Tags: squirrels

Blood Will Tell

One of these things doesn't belong here

Okay, I'm supposed to be writing, but it's tough sledding. I should be figuring out how to aerolize Fentanyl, but instead I'm thinking about:

- I almost ran over a squirrel. In my own driveway! They should at least wait to try to commit suicide until they are on the street.

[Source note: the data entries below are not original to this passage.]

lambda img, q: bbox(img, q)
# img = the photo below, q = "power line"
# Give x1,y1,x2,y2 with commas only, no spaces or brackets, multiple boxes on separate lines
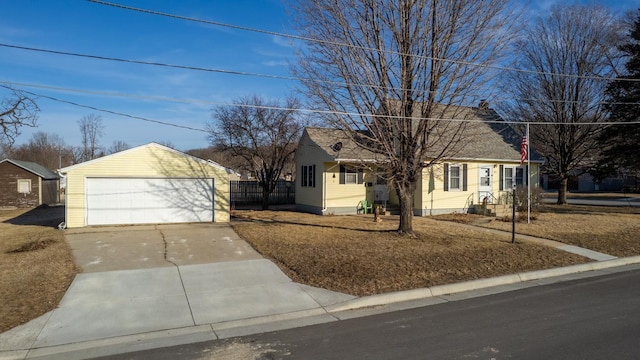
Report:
86,0,640,82
6,80,639,116
0,43,302,80
6,81,640,126
0,84,208,133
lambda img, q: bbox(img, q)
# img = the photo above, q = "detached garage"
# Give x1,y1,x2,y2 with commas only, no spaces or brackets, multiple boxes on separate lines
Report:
61,143,229,228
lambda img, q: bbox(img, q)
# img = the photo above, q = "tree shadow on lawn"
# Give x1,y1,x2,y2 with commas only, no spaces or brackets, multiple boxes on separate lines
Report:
231,210,397,233
538,204,640,215
3,205,64,228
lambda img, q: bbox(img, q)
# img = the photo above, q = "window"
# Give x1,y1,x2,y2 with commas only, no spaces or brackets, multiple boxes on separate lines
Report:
444,163,467,191
500,165,527,190
449,165,461,190
300,165,316,187
504,167,514,189
18,179,31,194
340,165,363,184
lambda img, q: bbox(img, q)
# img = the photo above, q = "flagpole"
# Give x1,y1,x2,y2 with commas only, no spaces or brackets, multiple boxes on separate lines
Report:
527,123,531,224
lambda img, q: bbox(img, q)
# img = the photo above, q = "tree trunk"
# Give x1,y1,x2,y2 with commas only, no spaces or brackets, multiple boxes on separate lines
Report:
262,188,270,210
557,176,569,205
396,183,416,235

- Speaking of squirrels, I think they disprove evolution. Because the squirrels in Portland do this: leap, leap, leap, stop and look around, leap, leap, leap. Etc. Only leap, leap, leap isn't enough to take them all the way across the street. So they frequently get hit. Now if evolution really worked, shouldn't the squirrels who have learned not to stop in the street be passing on their good genes, while the stupid squirrels die before they can have babies?

- I was just at the grocery store. My checker was named "Skip." He was approximately 112 years old. He couldn't work the scanner, resulting in multiple passes. He hit subtotal after every item. The receipt printer jammed up - that was confusing! When the customer ahead of me wanted the nickel for bringing in his own bag, Skip couldn't figure out how how to open the register, so he just reached in his own pocket and gave him a dime. [Full disclosure: no wonder Skip was the only checker with no line.]

- If the stock market keeps tanking, in about 70 years I will be Skip, only I won't be able to work the hologram reader. Or whatever it will be by then.